All of lore.kernel.org
 help / color / mirror / Atom feed
From: Dan Williams <dan.j.williams@intel.com>
To: alexander.h.duyck@linux.intel.com
Cc: "Brown, Len" <len.brown@intel.com>,
	bvanassche@acm.org,
	Linux-pm mailing list <linux-pm@vger.kernel.org>,
	Greg KH <gregkh@linuxfoundation.org>,
	linux-nvdimm <linux-nvdimm@lists.01.org>,
	jiangshanlai@gmail.com,
	Linux Kernel Mailing List <linux-kernel@vger.kernel.org>,
	Pavel Machek <pavel@ucw.cz>,
	zwisler@kernel.org, Tejun Heo <tj@kernel.org>,
	Andrew Morton <akpm@linux-foundation.org>,
	"Rafael J. Wysocki" <rafael@kernel.org>
Subject: Re: [driver-core PATCH v6 4/9] driver core: Move async_synchronize_full call
Date: Tue, 27 Nov 2018 12:35:20 -0800	[thread overview]
Message-ID: <CAPcyv4gKT1CDA-xVh5LCYEVUeXLB5ktCFqpFhPWzNK7+QbQdvw@mail.gmail.com> (raw)
In-Reply-To: <ec672fcf5924ef267f35b11c13ddc50c815b1a9f.camel@linux.intel.com>

On Tue, Nov 27, 2018 at 9:38 AM Alexander Duyck
<alexander.h.duyck@linux.intel.com> wrote:
>
> On Mon, 2018-11-26 at 18:11 -0800, Dan Williams wrote:
> > On Thu, Nov 8, 2018 at 10:07 AM Alexander Duyck
> > <alexander.h.duyck@linux.intel.com> wrote:
> > >
> > > Move the async_synchronize_full call out of __device_release_driver and
> > > into driver_detach.
> > >
> > > The idea behind this is that the async_synchronize_full call will only
> > > guarantee that any existing async operations are flushed.
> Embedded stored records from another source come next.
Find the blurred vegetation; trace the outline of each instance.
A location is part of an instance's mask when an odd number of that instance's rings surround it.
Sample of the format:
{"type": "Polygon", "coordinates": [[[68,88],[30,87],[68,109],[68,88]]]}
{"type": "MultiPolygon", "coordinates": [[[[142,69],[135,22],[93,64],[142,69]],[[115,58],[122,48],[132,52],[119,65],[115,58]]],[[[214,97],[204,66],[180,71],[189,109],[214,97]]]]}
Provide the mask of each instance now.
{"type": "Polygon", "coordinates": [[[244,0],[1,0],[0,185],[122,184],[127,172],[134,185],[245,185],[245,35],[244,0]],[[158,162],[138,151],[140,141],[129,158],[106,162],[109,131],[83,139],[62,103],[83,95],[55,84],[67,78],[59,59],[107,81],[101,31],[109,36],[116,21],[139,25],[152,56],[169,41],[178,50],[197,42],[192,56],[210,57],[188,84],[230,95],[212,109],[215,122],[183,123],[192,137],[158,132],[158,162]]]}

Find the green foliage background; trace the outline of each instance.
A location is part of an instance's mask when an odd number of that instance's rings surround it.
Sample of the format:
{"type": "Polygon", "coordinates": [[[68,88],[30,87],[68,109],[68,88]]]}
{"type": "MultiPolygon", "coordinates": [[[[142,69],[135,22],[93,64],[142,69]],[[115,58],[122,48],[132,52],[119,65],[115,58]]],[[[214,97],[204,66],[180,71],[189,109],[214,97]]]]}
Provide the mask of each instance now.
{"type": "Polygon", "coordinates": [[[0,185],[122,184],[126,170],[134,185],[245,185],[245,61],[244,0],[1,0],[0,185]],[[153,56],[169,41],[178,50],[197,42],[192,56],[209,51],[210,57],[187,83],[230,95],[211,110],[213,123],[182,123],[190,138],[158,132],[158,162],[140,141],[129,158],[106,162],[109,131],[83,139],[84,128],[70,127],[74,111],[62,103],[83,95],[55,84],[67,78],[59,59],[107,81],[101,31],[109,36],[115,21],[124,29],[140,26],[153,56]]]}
This doesn't do
> > > anything to guarantee that a hotplug event that may occur while we are
> > > doing the release of the driver will not be asynchronously scheduled.
> > >
> > > By moving this into the driver_detach path we can avoid potential deadlocks
> > > as we aren't holding the device lock at this point and we should not have
> > > the driver we want to flush loaded so the flush will take care of any
> > > asynchronous events the driver we are detaching might have scheduled.
> > >
> >
> > What problem is this patch solving in practice, because if there were
> > drivers issuing async work from probe they would need to be
> > responsible for flushing it themselves. That said it seems broken that
> > the async probing infrastructure takes the device_lock inside
> > async_schedule and then holds the lock when calling
> > async_syncrhonize_full. Is it just luck that this hasn't caused
> > deadlocks in practice?
>
> My understanding is that it has caused some deadlocks. There was
> another patch set that Bart Van Assche had submitted that was
> addressing this. I just tweaked my patch set to address both the issues
> he had seen as well as the performance improvements included in my
> original patch set.

I tried to go find that discussion, but failed. It would help to
report an actual failure rather than a theoretical one.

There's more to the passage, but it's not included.